MENUNTASKAN AMANAH SAMPAI TITIK AKHIR PERKALANAN

Guru dalam menyelesaikan tugas akhirnya
MENUNTASKAN AMANAH SAMPAI TITIK AKHIR PERJALANAN
Di balik selimut putih rumah sakit, detak yang pelan dari mesin-mesin medis, pun cahaya lampu neon yang pucat, seorang guru duduk diam dengan laptop terbuka di pangkuannya. Sang guru tahu waktunya tak lama lagi. Tapi ada yang belum selesai–nilai-nilai muridnya. Maka ia ingin menyelesaikan lebih dulu, meluluskan semua nilai muridnya. Sesaat sebelum ajal menjemput, ia memilih: tetap menjadi guru.
Foto itu diambil oleh putrinya, Sandra Venegas, dan menyebar dengan cepat di media sosial. Sandra menulis, "Ayah saya tahu dia akan segera dibawa ke ruang gawat darurat. Maka dia mengemas laptop dan chargernya, dan menyelesaikan semua nilai muridnya." Lalu keesokan harinya, sang ayah, guru itu, pergi.
Kisah ini datang dari negeri seberang yang jauh, tapi resonansinya menampar dekat ke dalam nurani kita di negeri ini. Negara dengan guru-guru honorer yang digaji seadanya. Negara yang sering lupa bahwa masa depan bangsanya lahir dari tangan mereka yang berdiri di depan kelas dengan peluh dan kesabaran, bukan hanya dari para pejabat yang duduk di ruang ber-AC dengan daftar panjang retorika.
Renungkan! Bahkan dalam sakit, dalam hitungan waktu menjelang kematian, seorang guru tetap menyelesaikan amanahnya. Bukan karena paksaan, tapi karena cinta, pun tanggung jawab. Karena bagi seorang guru, mendidik bukan sekadar profesi. Itu adalah napas.
Guru ini adalah simbol dedikasi yang melampaui tubuh, melampaui upah, bahkan melampaui hidup itu sendiri.
Bayangkan! Jika ada satu jiwa guru memiliki cinta sebesar itu untuk anak-anak yang mungkin takkan pernah sempat mengucapkan terima kasih....
Apa yang bisa kita lakukan sebagai murid, sebagai orangtua, sebagai bangsa, untuk membalasnya?
Di Indonesia, terlalu banyak guru seperti dia, tapi kita tak tahu. Bahkan tak mau tahu. Karena mereka tidak memotret diri mereka saat memeriksa PR di tengah malam. Mereka tidak mempublikasikan diri saat membeli kapur tulis dengan uang sendiri. Mereka tidak mengeluh meski sering diremehkan. Tapi mereka terus mengajar. Di pelosok mana pun, di kelas berdinding bambu sekali pun. Bahkan dengan gaji yang jauh dari kata sepadan.
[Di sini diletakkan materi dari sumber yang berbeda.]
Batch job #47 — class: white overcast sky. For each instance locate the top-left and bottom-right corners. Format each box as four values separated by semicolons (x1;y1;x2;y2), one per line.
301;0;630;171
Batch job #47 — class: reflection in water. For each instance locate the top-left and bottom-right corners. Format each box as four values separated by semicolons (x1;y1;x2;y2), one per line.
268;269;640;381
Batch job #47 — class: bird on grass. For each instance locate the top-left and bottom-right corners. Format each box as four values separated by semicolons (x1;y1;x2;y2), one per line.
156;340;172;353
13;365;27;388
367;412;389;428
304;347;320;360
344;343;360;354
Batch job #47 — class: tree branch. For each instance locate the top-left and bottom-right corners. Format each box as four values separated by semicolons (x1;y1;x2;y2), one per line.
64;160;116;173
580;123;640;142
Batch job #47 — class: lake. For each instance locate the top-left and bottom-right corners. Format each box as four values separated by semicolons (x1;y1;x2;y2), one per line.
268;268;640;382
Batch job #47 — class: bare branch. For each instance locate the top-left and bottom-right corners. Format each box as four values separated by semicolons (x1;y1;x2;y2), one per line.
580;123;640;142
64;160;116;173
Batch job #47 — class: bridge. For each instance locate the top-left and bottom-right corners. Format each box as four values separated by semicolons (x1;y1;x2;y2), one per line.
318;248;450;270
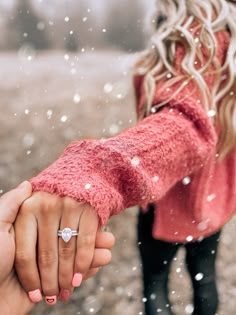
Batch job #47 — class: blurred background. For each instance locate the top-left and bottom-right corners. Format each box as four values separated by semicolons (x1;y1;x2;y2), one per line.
0;0;236;315
0;0;150;51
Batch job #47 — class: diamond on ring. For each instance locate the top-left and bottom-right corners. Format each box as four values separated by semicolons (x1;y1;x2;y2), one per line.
57;228;78;243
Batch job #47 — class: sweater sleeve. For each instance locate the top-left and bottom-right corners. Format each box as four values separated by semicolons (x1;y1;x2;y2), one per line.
31;98;216;224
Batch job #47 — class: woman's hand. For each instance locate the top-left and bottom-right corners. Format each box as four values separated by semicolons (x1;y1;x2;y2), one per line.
0;182;34;315
15;192;114;305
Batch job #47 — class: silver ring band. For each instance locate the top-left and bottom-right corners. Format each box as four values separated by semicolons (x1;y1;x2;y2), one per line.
57;228;79;243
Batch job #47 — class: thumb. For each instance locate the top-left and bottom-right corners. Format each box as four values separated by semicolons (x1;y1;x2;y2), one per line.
0;181;32;224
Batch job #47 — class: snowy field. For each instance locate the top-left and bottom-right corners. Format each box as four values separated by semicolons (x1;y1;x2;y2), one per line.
0;51;236;315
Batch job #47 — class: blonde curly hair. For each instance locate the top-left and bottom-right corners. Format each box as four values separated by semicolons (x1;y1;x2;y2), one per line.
134;0;236;159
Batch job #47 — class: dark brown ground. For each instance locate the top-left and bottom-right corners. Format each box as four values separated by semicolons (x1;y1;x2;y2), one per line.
0;52;236;315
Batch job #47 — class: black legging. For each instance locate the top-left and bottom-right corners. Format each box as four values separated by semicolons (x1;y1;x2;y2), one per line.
138;209;220;315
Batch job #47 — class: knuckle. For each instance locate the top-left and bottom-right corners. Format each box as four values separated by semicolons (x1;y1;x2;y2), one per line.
38;250;57;267
59;247;75;259
15;250;30;268
78;234;95;247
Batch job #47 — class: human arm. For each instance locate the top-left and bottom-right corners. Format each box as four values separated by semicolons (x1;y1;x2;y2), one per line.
15;192;114;305
0;182;34;315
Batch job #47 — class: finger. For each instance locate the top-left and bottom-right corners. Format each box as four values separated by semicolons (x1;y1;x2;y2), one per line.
0;181;32;225
38;202;61;305
72;204;98;287
58;197;82;300
91;248;112;268
95;231;115;249
15;197;42;303
83;268;99;280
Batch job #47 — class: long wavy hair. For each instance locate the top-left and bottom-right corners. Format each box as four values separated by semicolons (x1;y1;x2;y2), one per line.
134;0;236;159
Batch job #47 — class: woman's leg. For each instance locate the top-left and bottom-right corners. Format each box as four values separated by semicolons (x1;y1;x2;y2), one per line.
185;232;220;315
138;209;179;315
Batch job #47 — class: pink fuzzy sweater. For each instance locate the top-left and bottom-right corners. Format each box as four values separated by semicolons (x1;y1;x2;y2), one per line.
31;32;236;242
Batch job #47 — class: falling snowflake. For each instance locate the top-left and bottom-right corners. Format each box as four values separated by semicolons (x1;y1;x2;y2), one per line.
103;82;113;94
185;304;194;315
186;235;193;242
207;109;216;118
84;184;91;189
60;115;68;122
182;176;191;185
131;156;140;166
195;272;204;281
73;93;81;104
152;175;159;182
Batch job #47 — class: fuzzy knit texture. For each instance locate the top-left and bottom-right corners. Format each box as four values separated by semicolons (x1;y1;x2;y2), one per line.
31;32;236;242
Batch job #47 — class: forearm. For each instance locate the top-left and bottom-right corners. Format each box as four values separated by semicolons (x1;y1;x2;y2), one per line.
32;108;215;223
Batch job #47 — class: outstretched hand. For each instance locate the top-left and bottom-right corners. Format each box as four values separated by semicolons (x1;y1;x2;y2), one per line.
0;182;34;315
15;192;114;305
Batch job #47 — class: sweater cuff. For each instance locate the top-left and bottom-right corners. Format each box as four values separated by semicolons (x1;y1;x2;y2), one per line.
30;141;124;225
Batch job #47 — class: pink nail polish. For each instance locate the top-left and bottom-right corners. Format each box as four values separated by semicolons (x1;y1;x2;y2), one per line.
72;273;83;287
28;289;43;303
45;295;57;305
59;289;70;302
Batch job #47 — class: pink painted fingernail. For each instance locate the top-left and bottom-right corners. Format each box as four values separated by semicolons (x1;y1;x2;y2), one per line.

Kisah ini mengingatkan kita, bahwa memang bukan seragam atau bintang di pundak yang membuat seseorang pahlawan. Tapi kesetiaan kepada tugas dan amanah–bahkan ketika tak ada yang melihat.
Guru seperti ini, yang juga banyak berserakan di segenap pelosok tanah air–jelas jauh lebih layak menerima penghormatan tertinggi daripada para pejabat yang hanya menyandang jabatan tanpa makna. Apalagi dibanding para koruptor busuk, bahkan yang menerima pengampunan sekali pun.